Il ruolo di Spagnolini
Haschke e Gerosa parlano poi di Bruno Spagnolini, successore di Orsi alla guida di Agusta, che «corre rischi» perché non poteva «non essere al corrente».
PAOLO GIRASOLE E IL COLLEGAMENTO CON L'INDIA. I due tirano in ballo anche Paolo Girasole, che è stato responsabile dell'ufficio di Finmeccanica in India fino a fine marzo 2012, salvo poi essere richiamato dall'azienda in Italia proprio nelle settimane in cui lo «scandalo degli elicotteri» dilagava sia sulla stampa indiana sia su quella italiana.

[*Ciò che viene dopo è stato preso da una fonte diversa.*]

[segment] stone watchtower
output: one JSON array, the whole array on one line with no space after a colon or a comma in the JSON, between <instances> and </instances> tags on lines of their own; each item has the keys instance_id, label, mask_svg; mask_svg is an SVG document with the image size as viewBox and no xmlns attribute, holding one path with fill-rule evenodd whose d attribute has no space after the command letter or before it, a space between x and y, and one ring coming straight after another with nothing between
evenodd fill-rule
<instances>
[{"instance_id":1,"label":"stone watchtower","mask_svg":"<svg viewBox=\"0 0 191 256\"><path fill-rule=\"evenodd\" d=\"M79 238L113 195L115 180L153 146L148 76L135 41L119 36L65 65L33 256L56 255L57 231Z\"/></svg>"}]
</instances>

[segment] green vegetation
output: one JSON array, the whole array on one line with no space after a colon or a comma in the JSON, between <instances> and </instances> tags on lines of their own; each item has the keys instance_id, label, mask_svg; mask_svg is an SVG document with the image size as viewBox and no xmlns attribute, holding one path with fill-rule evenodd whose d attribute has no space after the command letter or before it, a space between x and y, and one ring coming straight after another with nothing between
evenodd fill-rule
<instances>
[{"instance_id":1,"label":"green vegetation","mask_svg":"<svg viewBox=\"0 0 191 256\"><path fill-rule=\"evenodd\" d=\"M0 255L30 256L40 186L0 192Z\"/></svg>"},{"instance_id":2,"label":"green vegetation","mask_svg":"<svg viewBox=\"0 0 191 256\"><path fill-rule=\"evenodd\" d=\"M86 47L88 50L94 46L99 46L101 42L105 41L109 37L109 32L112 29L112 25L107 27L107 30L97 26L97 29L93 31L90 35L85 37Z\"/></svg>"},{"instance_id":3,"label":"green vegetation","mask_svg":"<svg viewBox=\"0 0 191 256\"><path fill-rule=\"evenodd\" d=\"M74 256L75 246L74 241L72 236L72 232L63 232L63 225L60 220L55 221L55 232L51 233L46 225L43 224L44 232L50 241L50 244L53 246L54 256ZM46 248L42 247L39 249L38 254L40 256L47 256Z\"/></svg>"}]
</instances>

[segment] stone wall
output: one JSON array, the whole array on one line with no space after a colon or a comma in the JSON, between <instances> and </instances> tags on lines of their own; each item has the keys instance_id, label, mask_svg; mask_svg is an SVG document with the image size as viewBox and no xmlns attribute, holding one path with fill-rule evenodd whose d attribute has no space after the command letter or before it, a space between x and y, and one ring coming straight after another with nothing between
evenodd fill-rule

Il nome di Girasole compare nella lista degli indagati dalla procura di Napoli. E con Gerosa Haschke si lamenta di dover pagare 10 mila euro per «tenerselo buono», perché da lui «dipende tutta l'attività in India».
H: «È vero che in questo momento mi sta anche sul culo dare 10 mila a Paolo, sinceramente».
G: «Sai che non hanno...niente di niente. Però, c'è anche da dire...».
H: «Che bisogna tenercelo buono».
G: «Tutta, tutta l'attività in India dipende da lui».
H: «Ma certo...».
G: «Senza di lui non si può contare».
H: «Non sto dicendo che non gli dobbiamo dare, quel....mi sta un po' sul culo dai».
G: «Comunque Paolo, in questo momento...Senza Paolo non avremmo il discorso con l'India. Tu per....non puoi andare, finché proprio non è tutto sistemato e messo a riposare. Io, anche io mille volte meglio, cioè io non ci vado in India, chiaramente, chissà per quanti mesi. L'unica trade union che abbiamo è Paolo, lui va avanti e indietro, quando torna possiamo vederci a Roma e ci racconta tutto».

Le triangolazioni finanziarie con le società di Haschke

Poco dopo, i due concordano sulla necessità di far sparire la documentazione che prova i loro rapporti professionali con Agusta Westland.
H: «Io comunque, già da mesi, tutta la documentazione dove c'è il nome Agusta Westland è sparita dall'ufficio».
G: «Dobbiamo riguardare i contratti che abbiamo in cassaforte».
H: «Al limite far sparire anche quelli».
G: «Meglio in casa piuttosto che una cassetta di sicurezza...sì dentro un armadio».
H: «Sì, io ho dato tutto a mia mamma».
Alla base del presunto giro di tangenti ci sarebbe, dunque, secondo i magistrati, non un contratto diretto di agenzia tra Agusta e Haschke, come d'altra parte negato anche dalla stessa società, ma un complesso sistema di triangolazioni finanziarie che avrebbe permesso a Haschke e al suo socio di ricevere la «spettanza di 20 milioni» (altri 30, secondo gli inquirenti sarebbero andati all'altro consulente Christian Mitchell, uomo di Orsi) da «Agusta Westland con operazioni fittizie che “transitano” dalla Tunisia e poi il denaro finisce all'isola di Mauritius, dopo operazioni di riciclaggio».
LE SOCIETÀ DI HASCHKE IN INDIA. In India Gerosa e Haschke possiedono la Aeromatrix, società di ingegneria che lavora anche con Agusta Westland e altre controllate del gruppo Finmeccanica.
L'avvocato della società è Gautam Khaitan, di cui Haschke e Gerosa parlano nelle intercettazioni definendolo «la nostra linea del Piave». «Gli ordini di riciclaggio li davamo noi», dice Gerosa riferendosi al legale indiano, «ma il riciclaggio lo faceva lui. È proprio un'associazione a delinquere».
GLI AFFARI IN TUNISIA. In Tunisia, invece, Haschke possiede la Eds. E proprio attraverso la Eds, sospettano gli inquirenti - che agli atti hanno anche bonfici effettuati da Agusta Westland sul conto della società tunisina - è passata parte del denaro destinato alla società svizzera di Haschke e Gerosa, la Gadit sa. ora in liquidazione.